Shooters killed 14 people at a social services center in San Bernardino, California on Wednesday (Dec. 2). In the United States, it’s not only the largest mass murder of 2015, but of the past three years. Not since a gunman killed 20 children, six adults, his mother and himself in Newtown, Connecticut at the end of 2012 has a mass shooting claimed so many lives.
The first shooting in the above chart shows the 28 killed in Newtown on December 14, 2012. The last shows the mass shooting in San Bernardino. The largest mass shooting between them, on September 16, 2013, was the incident at the Washington Navy Yard, where a gunman killed 12 people.
There have been 16 shootings so far in 2015 that have resulted in the deaths of 5 people or more, including the incident on Wednesday, according to data from Mass Shooting Tracker. Many of the mass shootings this year resulted no deaths, according to that dataset, because it defines mass shootings as any incident where four or more people were shot–whether or not anyone was killed. The dataset also counts the death of the shooter in cases where he committed suicide after the fact.

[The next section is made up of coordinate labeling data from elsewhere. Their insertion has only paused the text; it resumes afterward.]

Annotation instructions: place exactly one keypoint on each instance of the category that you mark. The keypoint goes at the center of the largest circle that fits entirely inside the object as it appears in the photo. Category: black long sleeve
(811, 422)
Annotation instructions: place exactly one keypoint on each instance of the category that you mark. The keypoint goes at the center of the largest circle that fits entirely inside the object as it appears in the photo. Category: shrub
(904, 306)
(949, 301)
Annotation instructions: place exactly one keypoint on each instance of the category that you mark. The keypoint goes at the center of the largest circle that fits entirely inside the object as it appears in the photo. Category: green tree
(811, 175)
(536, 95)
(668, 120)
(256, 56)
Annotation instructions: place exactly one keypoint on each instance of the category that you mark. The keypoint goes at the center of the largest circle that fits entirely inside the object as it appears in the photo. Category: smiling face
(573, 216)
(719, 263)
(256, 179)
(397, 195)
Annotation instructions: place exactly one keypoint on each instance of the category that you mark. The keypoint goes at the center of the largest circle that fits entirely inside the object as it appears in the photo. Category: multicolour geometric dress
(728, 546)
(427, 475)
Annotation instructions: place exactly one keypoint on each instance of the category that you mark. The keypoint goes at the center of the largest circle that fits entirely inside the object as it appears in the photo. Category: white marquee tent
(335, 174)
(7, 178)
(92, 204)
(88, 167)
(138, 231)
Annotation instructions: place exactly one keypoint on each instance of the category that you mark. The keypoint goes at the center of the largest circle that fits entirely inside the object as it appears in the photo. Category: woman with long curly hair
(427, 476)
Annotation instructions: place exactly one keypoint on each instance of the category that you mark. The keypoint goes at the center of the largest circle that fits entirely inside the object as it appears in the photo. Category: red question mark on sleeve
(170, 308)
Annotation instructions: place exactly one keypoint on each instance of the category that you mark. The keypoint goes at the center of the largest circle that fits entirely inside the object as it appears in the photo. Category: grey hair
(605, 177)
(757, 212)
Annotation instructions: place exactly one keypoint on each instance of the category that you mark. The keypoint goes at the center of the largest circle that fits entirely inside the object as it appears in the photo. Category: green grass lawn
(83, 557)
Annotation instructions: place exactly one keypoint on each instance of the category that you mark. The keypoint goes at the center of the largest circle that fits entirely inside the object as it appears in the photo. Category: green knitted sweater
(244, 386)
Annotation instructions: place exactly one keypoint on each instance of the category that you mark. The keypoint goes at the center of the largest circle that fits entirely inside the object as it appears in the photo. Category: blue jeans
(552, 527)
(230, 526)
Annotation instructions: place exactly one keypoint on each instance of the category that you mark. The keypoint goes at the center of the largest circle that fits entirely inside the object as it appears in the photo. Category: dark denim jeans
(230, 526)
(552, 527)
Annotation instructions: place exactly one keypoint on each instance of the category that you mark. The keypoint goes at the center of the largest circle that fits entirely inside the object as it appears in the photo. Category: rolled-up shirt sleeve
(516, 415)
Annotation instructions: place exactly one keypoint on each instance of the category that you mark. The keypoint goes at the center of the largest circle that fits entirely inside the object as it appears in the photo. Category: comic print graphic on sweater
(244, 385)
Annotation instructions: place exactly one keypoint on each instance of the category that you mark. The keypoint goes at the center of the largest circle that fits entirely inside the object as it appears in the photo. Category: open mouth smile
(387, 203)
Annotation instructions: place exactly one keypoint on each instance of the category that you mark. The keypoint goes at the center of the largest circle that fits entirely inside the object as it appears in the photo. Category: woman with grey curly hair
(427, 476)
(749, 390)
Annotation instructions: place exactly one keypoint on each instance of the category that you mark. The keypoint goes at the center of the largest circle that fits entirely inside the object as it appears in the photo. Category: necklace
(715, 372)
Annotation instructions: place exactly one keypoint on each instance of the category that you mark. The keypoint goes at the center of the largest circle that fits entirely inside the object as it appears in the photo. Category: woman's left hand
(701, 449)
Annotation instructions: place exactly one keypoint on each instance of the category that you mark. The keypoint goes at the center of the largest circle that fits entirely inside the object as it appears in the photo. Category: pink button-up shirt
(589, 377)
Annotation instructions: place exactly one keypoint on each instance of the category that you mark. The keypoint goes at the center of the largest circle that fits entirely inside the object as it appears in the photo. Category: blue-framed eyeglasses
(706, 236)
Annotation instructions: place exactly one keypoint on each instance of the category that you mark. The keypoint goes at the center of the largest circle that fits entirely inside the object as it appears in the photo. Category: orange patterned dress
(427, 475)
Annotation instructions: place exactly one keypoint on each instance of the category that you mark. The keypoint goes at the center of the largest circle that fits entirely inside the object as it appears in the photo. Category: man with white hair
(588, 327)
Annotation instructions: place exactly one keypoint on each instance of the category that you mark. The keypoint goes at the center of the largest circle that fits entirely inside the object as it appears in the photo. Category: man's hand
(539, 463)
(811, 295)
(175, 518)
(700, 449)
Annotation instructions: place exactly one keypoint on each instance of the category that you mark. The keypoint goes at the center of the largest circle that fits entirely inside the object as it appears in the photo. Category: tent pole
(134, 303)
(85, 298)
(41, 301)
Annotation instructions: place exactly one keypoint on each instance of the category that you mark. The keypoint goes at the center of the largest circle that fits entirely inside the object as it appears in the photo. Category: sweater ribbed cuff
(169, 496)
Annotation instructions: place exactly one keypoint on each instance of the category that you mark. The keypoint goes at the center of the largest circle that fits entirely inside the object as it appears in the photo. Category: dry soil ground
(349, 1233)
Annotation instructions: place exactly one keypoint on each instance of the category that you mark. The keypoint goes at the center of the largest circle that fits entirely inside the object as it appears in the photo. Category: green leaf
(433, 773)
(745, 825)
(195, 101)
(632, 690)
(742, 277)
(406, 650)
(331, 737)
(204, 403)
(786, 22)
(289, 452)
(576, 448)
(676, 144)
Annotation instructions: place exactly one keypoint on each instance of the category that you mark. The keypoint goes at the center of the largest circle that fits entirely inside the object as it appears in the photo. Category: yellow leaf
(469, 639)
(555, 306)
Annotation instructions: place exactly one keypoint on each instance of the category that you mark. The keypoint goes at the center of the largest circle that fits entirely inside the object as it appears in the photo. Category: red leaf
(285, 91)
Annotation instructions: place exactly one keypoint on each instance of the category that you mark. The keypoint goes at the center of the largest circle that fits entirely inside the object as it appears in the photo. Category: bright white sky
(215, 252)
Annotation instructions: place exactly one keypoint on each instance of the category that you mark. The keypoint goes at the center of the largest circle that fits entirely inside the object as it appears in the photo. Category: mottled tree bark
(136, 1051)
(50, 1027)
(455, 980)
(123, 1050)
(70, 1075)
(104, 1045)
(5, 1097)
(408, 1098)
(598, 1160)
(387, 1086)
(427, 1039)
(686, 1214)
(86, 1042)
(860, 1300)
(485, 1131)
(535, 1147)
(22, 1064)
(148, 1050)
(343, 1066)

Mass shootings in 2015 surged over the summer months, as violent crimes often do, then began to decline in September and October. But the number of incidents surged to 33 in November, and as of the second day of December, the incident in San Bernardino was not the only mass shooting of the month. In fact, it wasn’t even the only mass shooting of the day. On the other side of the country, in Georgia, a gunman shot four people on Wednesday, killing one.